Varias veces compartimos viajes al interior de nuestros cuerpos, con los hongos alucinógenos. Ella buscaba en la tierra raíces, gusanos, pasto, la diversidad de los colores del césped y el zacate. “Ahora entiendo a Toledo”, decía y repetía como un mantra su amor por la naturaleza. Yo, frente a un árbol, agradeciendo a la vida, llorando de felicidad. Un rayo nos alumbraba. Marysole era un niño envuelto en una mujer. Radiaba el vértigo de la pintura. No podía ver sin colores. Su rostro era el de un duende salido de los cuadros de El Bosco. Su ropa, manchada de pinturas. Sus ojos, la constelación del universo. Te comía con la mirada. Los hongos despertaban en ella la gracia por la vida y el arte, su destino hasta el final.

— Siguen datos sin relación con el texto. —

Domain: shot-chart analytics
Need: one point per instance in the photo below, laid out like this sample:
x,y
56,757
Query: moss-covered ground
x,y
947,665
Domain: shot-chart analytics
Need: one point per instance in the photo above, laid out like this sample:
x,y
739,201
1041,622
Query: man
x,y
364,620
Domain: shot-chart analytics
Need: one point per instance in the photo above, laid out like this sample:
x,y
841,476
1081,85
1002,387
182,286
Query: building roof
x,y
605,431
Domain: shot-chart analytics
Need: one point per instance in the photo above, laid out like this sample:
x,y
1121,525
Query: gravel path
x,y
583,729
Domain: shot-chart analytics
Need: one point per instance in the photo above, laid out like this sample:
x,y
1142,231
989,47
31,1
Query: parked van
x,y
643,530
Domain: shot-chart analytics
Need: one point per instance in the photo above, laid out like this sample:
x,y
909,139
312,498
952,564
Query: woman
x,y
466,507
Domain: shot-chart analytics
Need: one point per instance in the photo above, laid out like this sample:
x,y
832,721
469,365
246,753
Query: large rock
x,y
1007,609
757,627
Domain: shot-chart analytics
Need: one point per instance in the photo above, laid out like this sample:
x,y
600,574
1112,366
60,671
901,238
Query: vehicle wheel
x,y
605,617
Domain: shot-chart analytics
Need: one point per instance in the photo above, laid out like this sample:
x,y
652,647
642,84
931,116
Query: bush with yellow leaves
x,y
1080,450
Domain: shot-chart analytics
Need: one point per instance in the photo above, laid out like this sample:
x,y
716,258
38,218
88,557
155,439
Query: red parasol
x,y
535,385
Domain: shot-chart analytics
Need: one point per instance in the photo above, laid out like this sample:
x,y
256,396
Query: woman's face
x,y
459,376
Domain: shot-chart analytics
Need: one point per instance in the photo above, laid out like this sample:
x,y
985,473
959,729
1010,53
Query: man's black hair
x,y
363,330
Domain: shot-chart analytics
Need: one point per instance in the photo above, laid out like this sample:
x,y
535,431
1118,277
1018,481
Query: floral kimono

Conocí su estudio en la calle de Rembrandt, por Mixcoac. Fui varias veces a su cabaña en Tepotzotlán, que parecía el mirador por donde se asoma el universo. De ahí salieron sus últimos cuadros: pastos, neblinas, maderas convertidas en libros, la calle y su gente —su pintura del punk es un homenaje a la vida contemporánea—, y un autorretrato, el homenaje al arte de una mujer convertida en leyenda. Sí: una historia de novela como la de Chavela Vargas, aunque la pintora jamás aprovechó el marketing para convertirse en figura del inconsciente colectivo. Vivió casi en el anonimato y hasta ahora la venimos redescubriendo. Bastaría con leer a Nelken, Raquel Tibol y Teresa del Conde para saber lo que representa en el arte mexicano.

Es sin duda más importante que Manuel González Serrano o Alfonso Michel, recién revalorados por los nostálgicos de la Escuela Mexicana de Pintura. Marysole es una moderna que supera en mucho a generaciones posteriores sobreexpuestas por galerías donde el comercio reditúa. Ya el Museo Soumaya tiene toda su obra en resguardo, contra el Conaculta, que se negó a obtener una de sus grandes esculturas en madera. La artista espera su turno para revivir con su pintura.

Quise recordarla ahora, porque por ella me fui a Madrid a estudiar Historia del Arte en los años ochenta, para entender —si fuera posible— el silencio de la pintura.